The campers, led by Irēne Jasuta, have worked hard on songs and singing the second week of camp, and that shows as they shake the activity hall with a potpourri of Latvian songs. Next the campers show off their folk dancing skills. Each group, choreographed by counselors Natalie Autenzio and Emily Rose Cumings, proudly takes center stage and wow the audience and look good enough to take the dance floor at the recent song festival in Baltimore. And everyone sings, Dažu skaistu, ziedu Gaujā kaisīju, A few beautiful flowers I spread across the river Gauja – a traditional Latvian folk song.
The emotional lowlight of the day of parting comes at the flag lowering ceremony when it becomes clear that the two weeks are over. No one wants to leave. But many new friends have been made. A little bit of Latvian spirit and heritage has been sprinkled about. And those young enough, vow to come back next year!
What did we learn about the Heritage Camp?
The two-week Heritage periods introduces, strengthens, and expands knowledge of Latvian culture, customs, folk dance, language, and song for those young people who don’t have the opportunity to participate in Latvian activities in their daily lives, at home or come from places where there is little or no Latvian activity.
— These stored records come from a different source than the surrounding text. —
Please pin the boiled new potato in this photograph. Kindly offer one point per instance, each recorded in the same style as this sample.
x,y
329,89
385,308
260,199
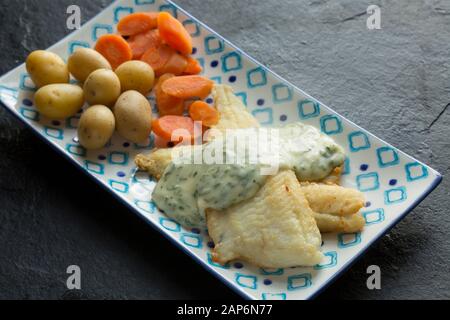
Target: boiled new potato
x,y
136,75
133,115
84,61
59,101
96,127
46,68
102,87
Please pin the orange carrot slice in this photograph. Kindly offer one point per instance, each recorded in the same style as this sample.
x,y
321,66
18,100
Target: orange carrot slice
x,y
167,105
166,127
114,48
176,65
186,87
203,112
136,23
161,143
158,57
142,42
193,67
174,34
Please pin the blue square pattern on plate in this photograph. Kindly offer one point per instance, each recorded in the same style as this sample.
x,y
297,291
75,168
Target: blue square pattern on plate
x,y
393,182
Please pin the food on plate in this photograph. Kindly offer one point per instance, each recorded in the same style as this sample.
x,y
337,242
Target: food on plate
x,y
45,68
167,105
133,114
348,224
142,42
102,87
59,101
262,219
274,229
158,57
136,75
136,23
176,64
303,149
115,49
175,128
174,34
332,199
155,163
203,112
265,205
96,127
84,61
187,87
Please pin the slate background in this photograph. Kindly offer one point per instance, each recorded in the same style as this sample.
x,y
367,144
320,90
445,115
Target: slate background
x,y
395,82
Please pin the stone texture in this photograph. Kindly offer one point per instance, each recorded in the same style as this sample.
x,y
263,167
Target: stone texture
x,y
395,82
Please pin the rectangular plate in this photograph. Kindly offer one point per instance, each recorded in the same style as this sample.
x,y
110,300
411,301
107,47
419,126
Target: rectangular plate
x,y
370,167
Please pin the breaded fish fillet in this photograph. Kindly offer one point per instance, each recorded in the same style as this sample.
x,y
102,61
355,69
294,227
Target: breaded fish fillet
x,y
333,199
348,224
275,229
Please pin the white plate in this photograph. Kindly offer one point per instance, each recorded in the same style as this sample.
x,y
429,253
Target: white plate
x,y
393,182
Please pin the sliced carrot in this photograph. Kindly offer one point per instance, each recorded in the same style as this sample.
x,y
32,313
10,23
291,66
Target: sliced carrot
x,y
176,65
203,112
186,87
166,104
169,126
136,23
193,67
142,42
174,34
158,57
114,48
161,143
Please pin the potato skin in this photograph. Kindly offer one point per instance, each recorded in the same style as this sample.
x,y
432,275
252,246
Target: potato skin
x,y
84,61
46,68
133,115
96,127
102,87
59,101
136,75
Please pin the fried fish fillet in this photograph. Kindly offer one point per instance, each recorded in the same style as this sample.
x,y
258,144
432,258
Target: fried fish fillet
x,y
155,163
333,199
348,224
275,229
234,115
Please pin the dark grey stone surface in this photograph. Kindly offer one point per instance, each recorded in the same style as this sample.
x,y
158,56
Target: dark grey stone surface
x,y
395,82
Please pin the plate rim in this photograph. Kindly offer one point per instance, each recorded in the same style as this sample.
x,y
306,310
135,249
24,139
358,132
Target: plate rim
x,y
433,185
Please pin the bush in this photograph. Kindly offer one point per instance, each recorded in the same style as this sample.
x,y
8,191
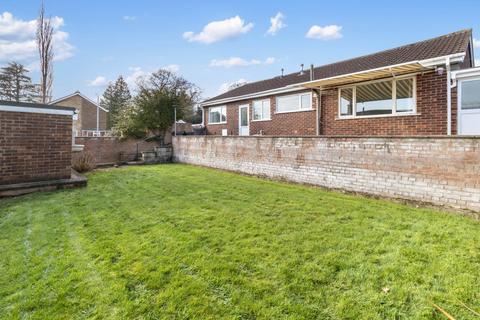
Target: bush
x,y
84,162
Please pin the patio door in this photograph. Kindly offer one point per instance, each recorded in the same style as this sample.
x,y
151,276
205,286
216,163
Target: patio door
x,y
469,107
243,120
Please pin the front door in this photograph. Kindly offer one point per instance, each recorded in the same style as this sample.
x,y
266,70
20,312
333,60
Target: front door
x,y
469,107
243,123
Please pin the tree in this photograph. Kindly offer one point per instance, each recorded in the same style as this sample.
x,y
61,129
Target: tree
x,y
45,51
115,98
158,97
15,84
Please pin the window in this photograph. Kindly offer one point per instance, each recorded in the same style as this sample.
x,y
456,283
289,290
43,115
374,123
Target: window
x,y
470,95
297,102
386,97
404,89
346,102
217,115
261,110
374,99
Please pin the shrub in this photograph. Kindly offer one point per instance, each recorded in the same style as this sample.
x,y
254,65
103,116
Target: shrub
x,y
84,162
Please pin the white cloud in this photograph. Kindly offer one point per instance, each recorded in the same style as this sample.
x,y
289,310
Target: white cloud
x,y
219,30
99,81
270,60
276,23
227,86
233,62
476,43
135,74
17,40
239,62
325,33
172,68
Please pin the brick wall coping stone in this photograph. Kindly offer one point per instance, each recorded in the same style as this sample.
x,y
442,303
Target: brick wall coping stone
x,y
35,105
339,137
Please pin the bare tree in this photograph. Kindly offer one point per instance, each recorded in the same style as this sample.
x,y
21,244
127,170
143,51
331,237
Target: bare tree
x,y
45,50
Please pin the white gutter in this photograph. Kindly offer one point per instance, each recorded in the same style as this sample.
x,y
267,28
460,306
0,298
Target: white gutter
x,y
251,95
36,110
449,97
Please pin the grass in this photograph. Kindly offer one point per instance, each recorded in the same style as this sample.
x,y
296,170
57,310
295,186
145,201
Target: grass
x,y
182,242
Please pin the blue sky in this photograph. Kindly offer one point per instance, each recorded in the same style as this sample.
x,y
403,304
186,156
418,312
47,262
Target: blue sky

This camp is that catalyst that brings Latvian-American children together where they can learn about Latvian culture, heritage, history and traditions of their Senči (ancestors) – be it parent, grandparent or great-grandparent, and make friends among those who share their heritage– for life.
If you have a young one or know of someone who would be interested in the Latvian heritage camp please contact Elissa Millers, camp director, Anita Batarags, camp committee chairperson or Laila Gansert on the Īkšķīši email or via the New York Draudze website.
We welcome suggestions on how to expand the program– including if parents or grandparents would be interested in participating by adding something of their heritage story.
As fitting, the final ceremony on Saturday ended with the song the displaced Latvian people, our Senči, who fled the return of Communism to Latvia in 1944, sang in Germany and still sing in America– Pūt Vējiņi, dzen laiviņu, aizdzen mani Kurzemē. Blew ye winds, push my boat to Kurzeme.